Perhaps people began to realize that Jesus was not going to stay and do good things for them, God’s own elite and elect. And this didn’t set well. They wanted to own Jesus, not be taught by him. A failing that’s still sadly common in faith communities – the very people who claim Jesus as their prophet, their brother, their Lord and Savior.
Paul the apostle later reflected at length on what Jesus came to say. The language of Jesus, his whole vocabulary (every word, Jesus insisted, was straight from God), was love. Every single thing Jesus did was in the context of gracious, empathetic love.
According to Jesus anyone who truly speaks or acts for God will necessarily be motivated by such love. All thoughts conditioned by such love. All acts initiated by such love. Love that seeks to set free, not enslave.
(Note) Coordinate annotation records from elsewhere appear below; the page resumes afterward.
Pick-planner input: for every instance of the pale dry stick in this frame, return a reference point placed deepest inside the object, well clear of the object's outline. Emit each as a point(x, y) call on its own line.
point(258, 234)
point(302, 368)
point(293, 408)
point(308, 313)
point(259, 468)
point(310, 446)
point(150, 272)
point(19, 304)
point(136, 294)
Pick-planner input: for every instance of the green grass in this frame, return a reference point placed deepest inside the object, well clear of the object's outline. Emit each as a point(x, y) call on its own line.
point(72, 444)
Love that enriches rather than impoverishes.
Gracious love is carried within, and administered by, community. Because, it’s not personal. It’s just business. The business of God’s people. Inconvenient, idiotic, costly; gracious love whether deserved or not.
In his own hometown people tried to kill Jesus that day. But Jesus got away. How? It’s not clear. Was it a miracle as some think? Or maybe that Jesus didn’t have the kind of face that people found memorable, so he faded into the frenzy.
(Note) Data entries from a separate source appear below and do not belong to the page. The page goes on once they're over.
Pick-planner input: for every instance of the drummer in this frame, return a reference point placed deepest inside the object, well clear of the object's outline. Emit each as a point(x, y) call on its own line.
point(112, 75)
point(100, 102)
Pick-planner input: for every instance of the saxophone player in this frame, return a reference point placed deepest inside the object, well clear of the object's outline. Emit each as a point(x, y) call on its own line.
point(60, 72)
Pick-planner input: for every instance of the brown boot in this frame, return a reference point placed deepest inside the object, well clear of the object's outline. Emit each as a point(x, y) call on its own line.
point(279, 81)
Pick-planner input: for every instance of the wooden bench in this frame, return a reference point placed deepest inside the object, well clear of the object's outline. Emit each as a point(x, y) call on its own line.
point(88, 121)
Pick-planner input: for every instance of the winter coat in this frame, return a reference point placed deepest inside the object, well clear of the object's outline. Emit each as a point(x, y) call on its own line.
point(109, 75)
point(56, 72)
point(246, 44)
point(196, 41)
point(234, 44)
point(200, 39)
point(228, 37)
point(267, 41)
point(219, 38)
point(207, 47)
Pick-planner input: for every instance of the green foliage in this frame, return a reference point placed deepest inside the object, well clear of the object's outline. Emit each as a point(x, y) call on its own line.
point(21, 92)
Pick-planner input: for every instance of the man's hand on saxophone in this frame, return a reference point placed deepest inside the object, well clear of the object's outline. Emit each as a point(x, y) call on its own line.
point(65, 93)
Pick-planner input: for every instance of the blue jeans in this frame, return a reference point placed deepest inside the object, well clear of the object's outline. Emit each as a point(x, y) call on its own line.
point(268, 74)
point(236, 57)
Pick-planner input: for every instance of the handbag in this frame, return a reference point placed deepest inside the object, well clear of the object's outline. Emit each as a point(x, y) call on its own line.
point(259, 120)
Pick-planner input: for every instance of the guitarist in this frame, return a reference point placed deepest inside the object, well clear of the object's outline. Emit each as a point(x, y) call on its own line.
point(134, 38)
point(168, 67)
But you have to wonder. People who believe themselves to be the elite and elect often aren’t so good at looking and thinking outwardly. Not so inclined to share the love.
Inwardness, however, can get way more toxic. Army Psychiatrist Captain Gustave Gilbert was assigned to the Nuremburg Trials after WWII. He shared his opinion that evil is the absence of empathy – the ability to feel with others.
Jesus’s escape from the murderous crowd in Nazareth didn’t need to be a miracle. All that was needed was basic empathy on the part of someone in that crowd. Someone who, moved by common humanity, made a way for Jesus to go. Which is as good a way as any, to sum up how a Christian is called to live and act in this world, right?